Mięso to wielki temat dla Portugalczyków. Sklepy z mięsem są wszędzie i to nie takie, że lada i kilka mięsek do wyboru. Tu krojenie mięsa wygląda tak:

 

 

Carvoeiro swój urok zawdzięcza wciśnięciu między wysokie klify. Ma piaszczystą plażę i knajpki serwujące owoce morza. Ma też widać ofertę dla zimujących, bo jest ich sporo. Angielski to język niemalże urzędowy. Menu w knajpkach dostosowane do gustów gości. Nam średnio odpowiada. My szukamy smaków oryginalnych, lokalnych, a tu są zangielszczone. To jednak drobny szczegół. Uroda Carvoeiro rekompensuje tę niedogodność.

 

 

Miasteczko otaczają winnice.

 

 

Kiedy Czarny decyduje się wrócić do domu na posiłek, wreszcie odjeżdżamy.

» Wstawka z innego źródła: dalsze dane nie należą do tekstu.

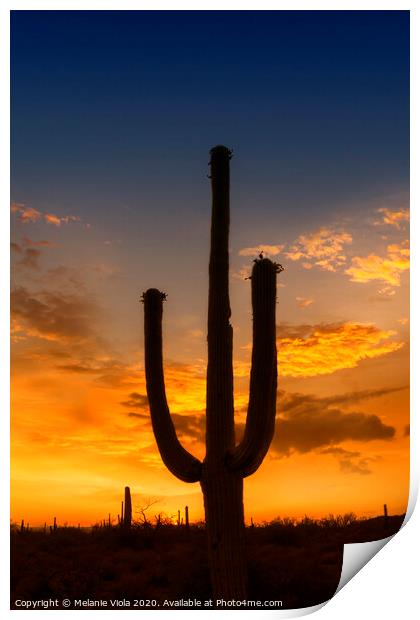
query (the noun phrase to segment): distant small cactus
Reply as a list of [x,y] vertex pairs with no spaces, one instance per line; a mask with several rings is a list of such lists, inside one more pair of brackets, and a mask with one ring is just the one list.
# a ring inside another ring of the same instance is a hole
[[388,527],[388,506],[384,504],[384,525],[385,528]]
[[125,487],[124,494],[124,527],[131,527],[131,492],[130,487]]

Naszym ostatnim przystankiem w Portugalii jest Tavira.

 

3. Tavira

Robimy spory skok. W okolicach Faro zatrzymujemy się tylko na posiłek. Okolica nie jest ciekawa. Faro to obszar przemysłowy. Miasto ma starówkę i podobno warto tam zajść, ale my już nie mamy czasu. Jutro Wigilia, trzeba dojechać do El Rocio w Hiszpanii.

Za Faro mówi się o Wschodnim Algarve. Krajobraz zmienia się na bardziej płaski. Klify ustępują miejsca łagodnym rozlewiskom wzdłuż brzegu. Pełno tu ptactwa.

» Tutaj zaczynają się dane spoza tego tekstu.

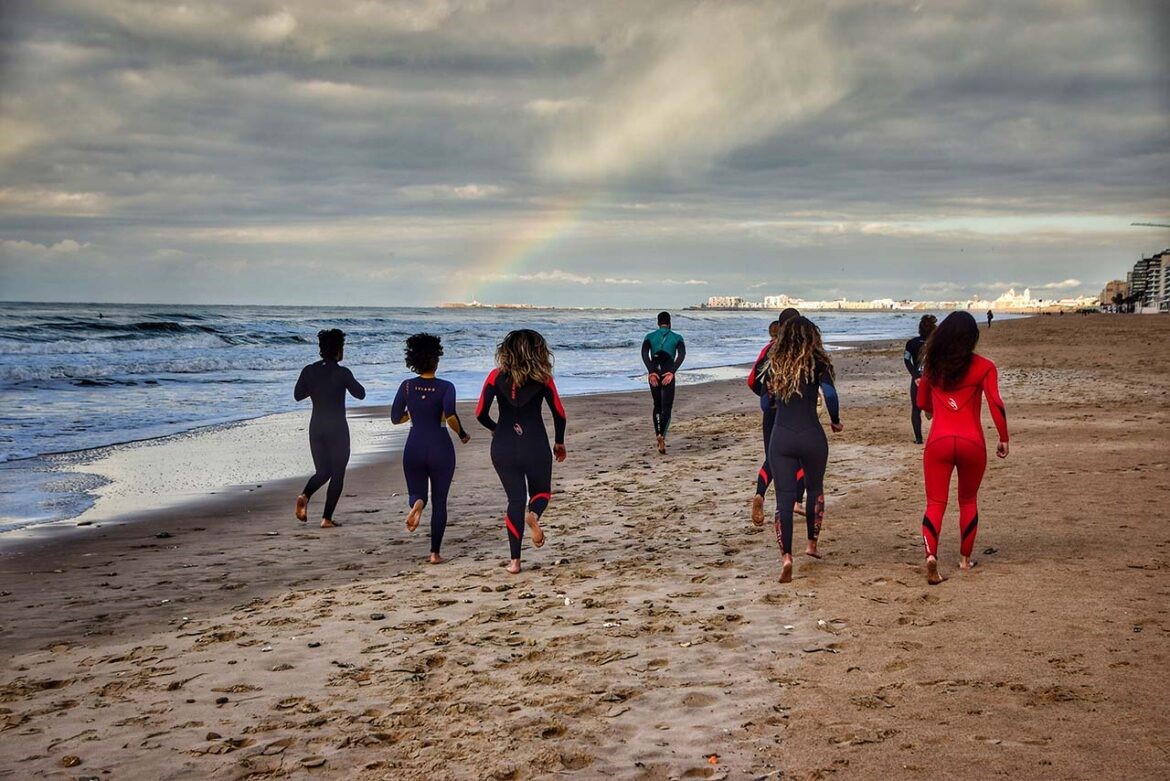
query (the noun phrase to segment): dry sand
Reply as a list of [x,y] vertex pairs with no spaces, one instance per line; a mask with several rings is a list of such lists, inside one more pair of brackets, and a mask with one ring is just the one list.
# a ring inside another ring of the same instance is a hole
[[788,585],[730,382],[680,390],[665,458],[648,394],[568,400],[519,576],[479,429],[437,567],[393,458],[341,529],[292,519],[296,480],[10,541],[0,778],[1166,777],[1168,346],[1166,317],[984,333],[1012,453],[971,573],[952,502],[938,587],[889,346],[838,354],[826,556]]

Tavira ma bogatą historię znów sięgającą Celtów, a ślady osad z epoki brązu świadczą o popularności tego miejsca dużo wcześniej. Szerokie rozlewisko rzeki, żyzne gleby sprzyjały osadnictwu. Nad Tavirą góruje mauretański zamek. Trzeba się wspiąć, bo jest z niego ładny widok na miasto.

W Algarve ślady arabskie napotykamy również w nazewnictwie ulic.

 

 

Kemping w Tavirze aktualnie zasiedlony przez zimujących emerytów to atrakcja sama w sobie. Kampery i przyczepy ozdobione są już światełkami i pomarańczami (w końcu to szczyt sezonu), panuje super luźna atmosfera, nikt nie biega w przedświątecznym kipiszu, nie nosi zakupów, jest cudownie.

 

 

Zobaczmy Tavirę

 

 

Wróciwszy ze spaceru pakujemy manatki i żegnamy się z Portugalią. Żałujemy, że nie mogliśmy zostać dłużej w tym pięknym i ciekawym kraju na końcu Europy ogrzewanym przez ogromne słońce i chłodzonym przez zimny i groźny Atlantyk, gdzie choinki mają na czubku głowę piłkarza 😉

 

 

Ruszamy w drogę. Gdzieś na przydrożnym straganie kupujemy jeszcze nasze własne kosze pomarańczy, wjeżdżamy na most i … witaj znów Hiszpanio!